ネクソンの転職研究 2026年12月期1Q決算に見るキャリア機会

ネクソンの転職研究 2026年12月期1Q決算に見るキャリア機会

ネクソンの2026年12月期1Q決算は、売上収益が前年比33.6%増の1,522億円と過去最高を更新、海外展開の急拡大や管理体制の刷新が進んでいます。「なぜ今ネクソンなのか?」「転職希望者がどの事業で、どんな役割を担えるのか」を整理します。


0 編集部が注目した重点ポイント

第1四半期として過去最高の売上収益1522億円を達成する

当第1四半期において、新作『ARC Raiders』のグローバルでの大ヒットやメイプルストーリーフランチャイズの持続的な成長を背景に、売上収益は前年同期比33.6%増の1,522億円、営業利益は同39.8%増の581億円となり、過去最高の四半期業績を更新しました。

中国でのアラド戦記モバイル開発をテンセントへ移管する

構造改革の一環として、中国向け『アラド戦記モバイル』の開発体制をテンセントへ移管し、ハイパーローカライゼーションを強化します。これにより地域最適化を加速させるとともに、ネオプルがクリエイティブ統括に専念する構造的な収益力の向上を目指します。

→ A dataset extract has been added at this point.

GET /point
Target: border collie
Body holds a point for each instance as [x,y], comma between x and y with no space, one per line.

ポートフォリオ精査により3つのプロジェクトを中止する

プロダクトポートフォリオの徹底的な見直しを進めた結果、3つの開発プロジェクトの中止を決定しました。一方で、経営陣が期待を寄せる『NAKWON』および『Woochi the Wayfarer』へ追加投資を配分する選択と集中の戦略を推進中です。

1 連結業績ハイライト

当第1四半期は新作の大ヒットと主要フランチャイズの拡張が相乗効果を発揮し、売上収益・各利益ともに前年同期を大きく上回る極めて好調な決算となりました。
2026年度第1四半期業績ハイライト

出典:決算説明資料 2026年度第1四半期 P.10

売上収益

152,234百万円

+33.6%

営業利益

58,163百万円

+39.8%

親会社の所有者に帰属する四半期利益

57,225百万円

+117.8%

※調整後営業利益 = 59.5十億円(損失等の「その他の費用」を除いた営業利益、事業の経常的な業績を測る指標)

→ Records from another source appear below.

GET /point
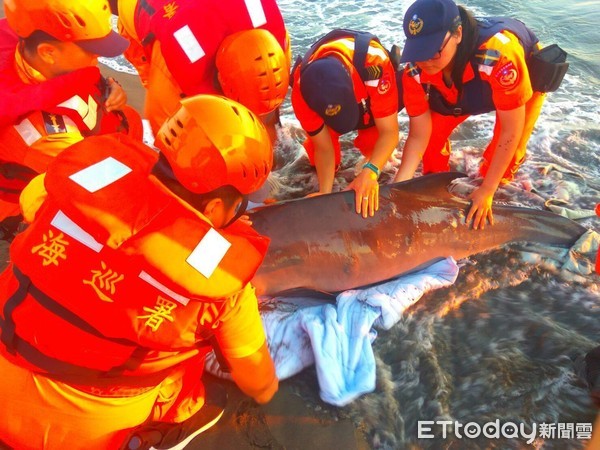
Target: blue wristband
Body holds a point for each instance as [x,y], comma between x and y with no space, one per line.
[372,167]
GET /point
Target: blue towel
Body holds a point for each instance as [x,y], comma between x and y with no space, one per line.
[337,338]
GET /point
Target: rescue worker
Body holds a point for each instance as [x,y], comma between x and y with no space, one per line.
[347,82]
[459,66]
[52,94]
[236,48]
[133,268]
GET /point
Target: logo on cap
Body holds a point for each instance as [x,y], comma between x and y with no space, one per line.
[332,110]
[415,25]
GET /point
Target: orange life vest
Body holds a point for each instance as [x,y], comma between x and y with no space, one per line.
[117,281]
[34,139]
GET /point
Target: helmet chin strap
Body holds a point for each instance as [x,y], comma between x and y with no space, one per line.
[239,212]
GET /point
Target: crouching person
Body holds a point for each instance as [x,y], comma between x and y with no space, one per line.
[133,268]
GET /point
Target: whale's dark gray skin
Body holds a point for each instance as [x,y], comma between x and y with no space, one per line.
[321,244]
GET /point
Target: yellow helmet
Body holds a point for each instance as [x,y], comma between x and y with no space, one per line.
[212,141]
[86,22]
[253,70]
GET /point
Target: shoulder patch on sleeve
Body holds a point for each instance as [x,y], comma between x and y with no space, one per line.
[413,70]
[54,123]
[487,57]
[374,72]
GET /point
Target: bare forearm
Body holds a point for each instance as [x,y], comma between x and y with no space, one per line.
[255,375]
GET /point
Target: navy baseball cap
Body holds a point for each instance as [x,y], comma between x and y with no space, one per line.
[327,89]
[426,23]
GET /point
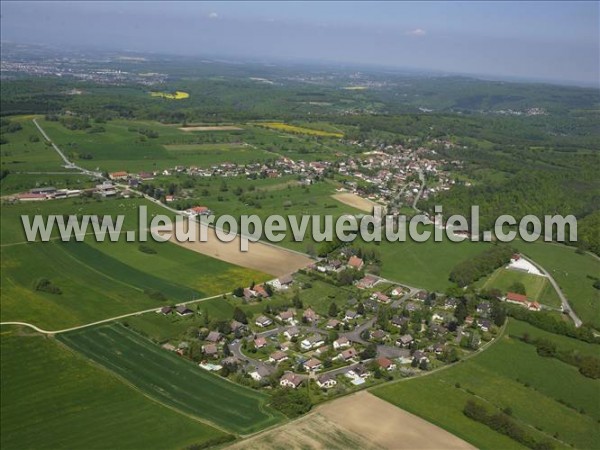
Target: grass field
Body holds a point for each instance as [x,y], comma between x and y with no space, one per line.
[286,128]
[425,265]
[572,272]
[537,288]
[172,380]
[101,280]
[508,374]
[54,398]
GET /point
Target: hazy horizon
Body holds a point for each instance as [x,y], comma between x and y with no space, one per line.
[534,41]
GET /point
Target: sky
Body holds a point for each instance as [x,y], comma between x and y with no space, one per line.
[553,41]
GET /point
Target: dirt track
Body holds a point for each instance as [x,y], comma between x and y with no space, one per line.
[355,201]
[266,258]
[212,128]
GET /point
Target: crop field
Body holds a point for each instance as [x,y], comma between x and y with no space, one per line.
[173,381]
[177,95]
[537,288]
[425,265]
[54,398]
[26,149]
[572,272]
[280,126]
[101,280]
[508,374]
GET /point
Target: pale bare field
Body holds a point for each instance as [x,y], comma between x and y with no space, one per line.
[211,128]
[355,201]
[359,421]
[314,431]
[269,259]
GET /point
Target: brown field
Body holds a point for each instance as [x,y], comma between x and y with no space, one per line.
[359,421]
[211,128]
[355,201]
[269,259]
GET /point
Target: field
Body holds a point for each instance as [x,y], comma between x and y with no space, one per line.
[537,288]
[280,126]
[259,257]
[101,280]
[54,398]
[572,272]
[355,201]
[356,421]
[425,265]
[508,374]
[177,95]
[173,381]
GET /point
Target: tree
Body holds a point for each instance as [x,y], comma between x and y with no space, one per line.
[333,310]
[240,315]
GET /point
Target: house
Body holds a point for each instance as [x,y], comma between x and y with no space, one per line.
[484,325]
[342,342]
[517,299]
[399,322]
[351,315]
[326,381]
[310,315]
[237,326]
[348,354]
[385,363]
[333,323]
[210,350]
[312,365]
[286,316]
[183,310]
[213,336]
[291,332]
[421,296]
[260,342]
[378,335]
[277,356]
[381,297]
[263,321]
[290,380]
[404,341]
[450,303]
[355,262]
[259,373]
[166,310]
[366,282]
[260,291]
[282,282]
[312,342]
[118,175]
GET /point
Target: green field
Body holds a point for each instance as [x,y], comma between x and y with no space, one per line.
[54,398]
[508,374]
[101,280]
[537,288]
[425,265]
[572,272]
[172,380]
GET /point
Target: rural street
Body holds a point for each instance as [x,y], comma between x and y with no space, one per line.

当第1四半期連結累計期間は、グローバル市場で大ヒットを記録している『ARC Raiders』の強力な増収寄与に加え、メイプルストーリーフランチャイズが前年同期比42%増と大幅に伸長したことにより、売上収益および営業利益が過去最高を達成しました。費用面では人員増に伴う人件費やマーケティングコスト、プラットフォーム利用料等の売上原価・販管費が増加したものの、圧倒的な増収効果に加え、前年同期に発生した為替差損から当期は145億円の為替差益へ転じたことで、親会社の所有者に帰属する四半期利益は前年同期比で2.1倍を超える大幅な増益を記録しています。

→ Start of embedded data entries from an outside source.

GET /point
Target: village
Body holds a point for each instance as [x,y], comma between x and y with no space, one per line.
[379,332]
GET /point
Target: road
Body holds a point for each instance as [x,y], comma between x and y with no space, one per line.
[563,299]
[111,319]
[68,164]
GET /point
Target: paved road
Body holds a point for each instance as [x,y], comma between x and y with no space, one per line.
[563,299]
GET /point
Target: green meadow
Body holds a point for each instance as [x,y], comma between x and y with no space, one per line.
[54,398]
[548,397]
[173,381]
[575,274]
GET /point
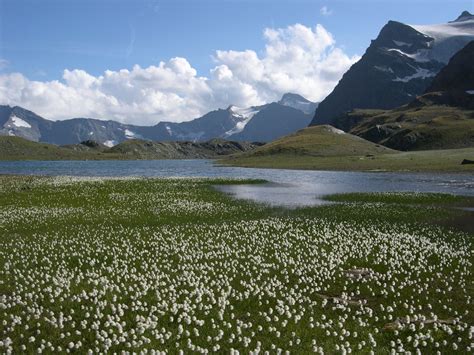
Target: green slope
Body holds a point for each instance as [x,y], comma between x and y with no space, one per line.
[15,148]
[414,127]
[321,148]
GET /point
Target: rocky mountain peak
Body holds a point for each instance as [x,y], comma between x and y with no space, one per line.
[465,16]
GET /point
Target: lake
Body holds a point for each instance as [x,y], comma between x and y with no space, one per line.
[286,187]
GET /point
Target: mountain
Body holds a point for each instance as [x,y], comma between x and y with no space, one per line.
[258,123]
[398,65]
[273,120]
[324,147]
[322,140]
[16,121]
[215,124]
[17,148]
[458,75]
[298,102]
[441,118]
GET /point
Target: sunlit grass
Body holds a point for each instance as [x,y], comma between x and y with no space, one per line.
[90,264]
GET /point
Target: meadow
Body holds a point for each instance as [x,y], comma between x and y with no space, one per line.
[171,265]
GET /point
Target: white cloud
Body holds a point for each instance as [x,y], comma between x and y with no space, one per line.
[296,59]
[3,63]
[325,11]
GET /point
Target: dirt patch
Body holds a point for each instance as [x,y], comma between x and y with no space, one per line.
[401,323]
[358,274]
[463,222]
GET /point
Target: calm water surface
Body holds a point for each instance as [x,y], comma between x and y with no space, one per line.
[286,187]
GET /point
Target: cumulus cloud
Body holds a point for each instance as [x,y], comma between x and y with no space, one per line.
[325,11]
[3,63]
[296,59]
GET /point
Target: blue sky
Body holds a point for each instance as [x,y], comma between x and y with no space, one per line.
[39,40]
[42,38]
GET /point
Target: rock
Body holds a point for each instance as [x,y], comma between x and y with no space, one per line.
[360,273]
[401,323]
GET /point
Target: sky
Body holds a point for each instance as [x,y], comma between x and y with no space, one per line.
[145,61]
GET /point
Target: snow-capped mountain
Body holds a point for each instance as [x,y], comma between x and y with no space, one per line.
[298,102]
[398,65]
[16,121]
[231,123]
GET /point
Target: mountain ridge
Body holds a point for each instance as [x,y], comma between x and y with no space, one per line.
[397,66]
[221,123]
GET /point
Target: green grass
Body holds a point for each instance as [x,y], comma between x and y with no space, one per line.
[431,160]
[170,264]
[434,126]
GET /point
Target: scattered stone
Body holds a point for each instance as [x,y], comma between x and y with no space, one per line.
[360,273]
[341,300]
[401,323]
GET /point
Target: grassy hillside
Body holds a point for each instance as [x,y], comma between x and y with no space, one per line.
[427,123]
[319,148]
[138,149]
[320,141]
[172,265]
[15,148]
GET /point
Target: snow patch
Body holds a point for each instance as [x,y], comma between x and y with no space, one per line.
[110,143]
[239,127]
[419,74]
[384,69]
[446,39]
[401,44]
[244,115]
[243,112]
[420,56]
[129,134]
[18,122]
[335,130]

なお、通期の業績予想については、オンラインゲーム市場の成長速度やユーザーの嗜好変化といった不確定要素が多く定量的予測が困難なため、翌四半期(中間期)の業績予想のみをレンジ形式で開示しています。現時点では第2四半期までの合理的な見通しに沿って計画を着実に推進中であり、下半期に向けた施策展開に注力しています。

2 事業別分析:転職者が活躍できるフィールド

各所在地(報告セグメント)における売上収益・利益動向を網羅し、各エリアの戦略的背景と求める専門人材のニーズを詳しく分析します。
2026年度第1四半期売上構成

出典:決算説明資料 2026年度第1四半期 P.11

韓国セグメント

【事業内容】子会社NEXON Korea Corporationを中心に、PCオンライン・モバイルゲームの制作、開発、および国内配信を行い、中国ライセンス供与に係るロイヤリティ収益も含みます。

【業績推移】売上収益は101,769百万円(前年同期比3.2%減)、セグメント利益は38,570百万円(同13.1%減)となりましたが、概ね業績予想のレンジ内で着地しています。

【注目ポイント】『MapleStory: Idle RPG』の貢献やPC版『メイプルストーリー』が周年アップデートの成功で予想を上回った一方、『アラド戦記』のPC版は前年の高い比較水準により減収となりました。ライブ運用の高度化とIP成長戦略を同時並行で進めており、既存フランチャイズの再活性化を担う運用・開発専門人材の採用可能性が高まっています。

注目職種:ゲームディベロッパー、ライブ運用プランナー、データアナリスト

日本セグメント

【事業内容】日本国内におけるPCオンラインゲームおよびモバイルゲームのパブリッシング・配信事業、ならびにグループ全体の統括機能を担っています。

【業績推移】売上収益は1,404百万円(前年同期比11.4%減)となったものの、販売管理費の効率化等によりセグメント損失は216百万円(前年同期は665百万円の損失)へ赤字幅が大幅に縮小しました。

【注目ポイント】国内市場では『メイプルストーリー』が成長アイテムの販売好調により前年同期比で増加した一方、モバイル事業の一部減収が影響しました。しかし、損益構造の改善が着実に進んでおり、今後はグローバル新作の国内展開を加速させるため、マーケティングやパブリッシング事業における即戦力の専門人材が求められる環境が整備されつつあります。

注目職種:パブリッシングマネージャー、マーケティングスペシャリスト、ライセンス営業

中国セグメント

【事業内容】中国市場における現地パートナーを通じたライセンスビジネスの展開、およびローカライズサポート業務を担っています。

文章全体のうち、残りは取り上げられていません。